For the first time, angle and internuclear separation resolved measurements of the single ionization rate of neutral I$_{2}$ have been obtained. By launching a wavepacket in the B$^3\Pi_u^+$ (B-state) of I$_{2}$ with a 50 fs tunable pump pulse we can measure the ionization rate as a function of internuclear separation as the wavepacket evolves in the B-state. Moreover, since the ground to B-state optical transition dipole moment is parallel to the internuclear axis, the B-state sub-population of the I$_{2}$ thermal ensemble will have a high degree of alignment, allowing for angular measurements. The B-state shows the well-known effect of enhanced ionization at a critical separation R$_c$ with an enhancement factor of 22 when the ionizing field is polarized along the internuclear axis and the enhanced ionization decreases when the angle between the field and the axis increases from 0$^\circ$ to 90$^\circ$, finally disappearing at 90$^\circ$. These results on the enhanced ionization of the B-state of I$_{2}$ give the most precise determination of R$_{c}$ for any molecule and agree extremely well with the prediction from a simple model of electron localization.   

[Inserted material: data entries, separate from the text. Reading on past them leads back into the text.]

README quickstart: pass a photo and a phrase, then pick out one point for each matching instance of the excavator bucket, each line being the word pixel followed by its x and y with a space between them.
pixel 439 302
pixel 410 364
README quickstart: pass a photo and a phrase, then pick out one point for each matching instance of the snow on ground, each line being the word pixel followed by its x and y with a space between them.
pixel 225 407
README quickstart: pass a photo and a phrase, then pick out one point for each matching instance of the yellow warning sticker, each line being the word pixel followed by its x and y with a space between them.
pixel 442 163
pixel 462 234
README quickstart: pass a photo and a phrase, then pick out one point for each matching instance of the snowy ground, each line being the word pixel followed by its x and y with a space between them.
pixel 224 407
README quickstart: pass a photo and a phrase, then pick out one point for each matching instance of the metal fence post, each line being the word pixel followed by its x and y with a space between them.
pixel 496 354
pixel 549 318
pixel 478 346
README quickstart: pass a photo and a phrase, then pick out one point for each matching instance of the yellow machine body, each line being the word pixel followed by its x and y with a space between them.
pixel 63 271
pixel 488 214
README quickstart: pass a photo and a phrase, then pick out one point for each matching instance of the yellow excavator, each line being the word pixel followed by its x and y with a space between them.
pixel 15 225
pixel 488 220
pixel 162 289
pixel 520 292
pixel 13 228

Routes to formation of highly excited neutral atoms in the break-up of strongly driven hydrogen molecule

We present a theoretical quasiclassical treatment of the formation, during Coulomb explosion, of highly excited neutral H atoms for strongly-driven hydrogen molecule. This process, where after the laser field is turned off, one electron escapes to the continuum while the other occupies a Rydberg state, was recently reported in an experimental study in Phys. Rev. Lett 102, 113002 (2009). We find that two-electron effects are important in order to correctly account for all pathways leading to highly excited neutral hydrogen formation [1]. We identify two pathways where the electron that escapes to the continuum does so either very quickly or after remaining bound for a few periods of the laser field. These two pathways of highly excited neutral H formation have distinct traces in the probability distribution of the escaping electron momentum components. \\[4pt] [1] A. Emmanouilidou, C. Lazarou, A. Staudte and U. Eichmann, Phys. Rev. A (Rapid) 85 011402 (2012).   

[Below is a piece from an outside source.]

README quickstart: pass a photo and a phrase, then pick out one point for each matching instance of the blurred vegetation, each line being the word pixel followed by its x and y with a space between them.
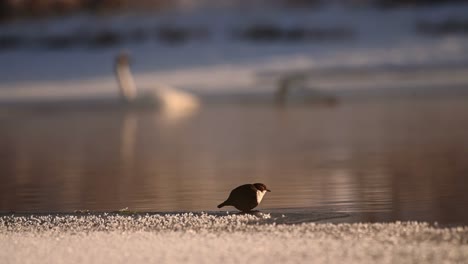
pixel 13 9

Double ionization of dimers in intense laser pulses

Experiments on double ionization of rare gas dimers by weak synchrotron radiation as well as by strong infrared laser pulses have been reported recently. New pathways to double ionization, in which the electrons are emitted either from the same atom or different atoms in the dimer, have been proposed on the basis of the experimental data. We apply a recently developed theoretical two-electron model to explore the correlated emission of two electrons in a rare gas dimer due to the interaction with attosecond VUV and XUV radiation and/or intense near-infrared laser pulses. In particular, we study the double ionization mechanisms mediated by electron correlation and their temporal resolution.   

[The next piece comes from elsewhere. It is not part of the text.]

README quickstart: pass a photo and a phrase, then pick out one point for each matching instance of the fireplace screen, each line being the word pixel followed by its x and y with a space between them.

Internuclear separation resolved asymmetric dissociation of I$_{2}$ in a two-color laser field

We have designed a pump-probe experiment to excite I$_{2}$ to the $B$ state and subsequently ionize the molecule with a two-color (800 and 400 nm) probe pulse. By varying the relative phase of the two colors we are able to probe the asymmetric dissociation of I$_{2}^{2+} \rightarrow$ I$^{2+} +$ I and we observe spatial asymmetries in the ion yield of this (2,0) channel. Because the durations (35 fs) of the pump and probe pulses are much shorter than the vibrational period of the $B$ state (700 fs) we can fully resolve the dynamics as a function of internuclear separation $R$. We find that the amplitude of the spatial asymmetry increases as a function of $R$ and that the relative phase of the two colors that produces the maximum asymmetry is independent of $R$. Both of these observations are consistent with ionization of I$_2$ directly into the field-dressed potential curves of I$_{2}^{2+}$, which we model with a two-electron 1-D double-well potential in an external field. Interestingly, we find a spatial asymmetry for dissociation channels with a charge difference $\Delta q = 2$, ((2,0) and (3,1)), but not for $\Delta q = 1$, ((1,0), (2,1), (3,2)). Finally, substructure in the time-of-flight data shows two distinct states leading to the (2,0) dissociation limit.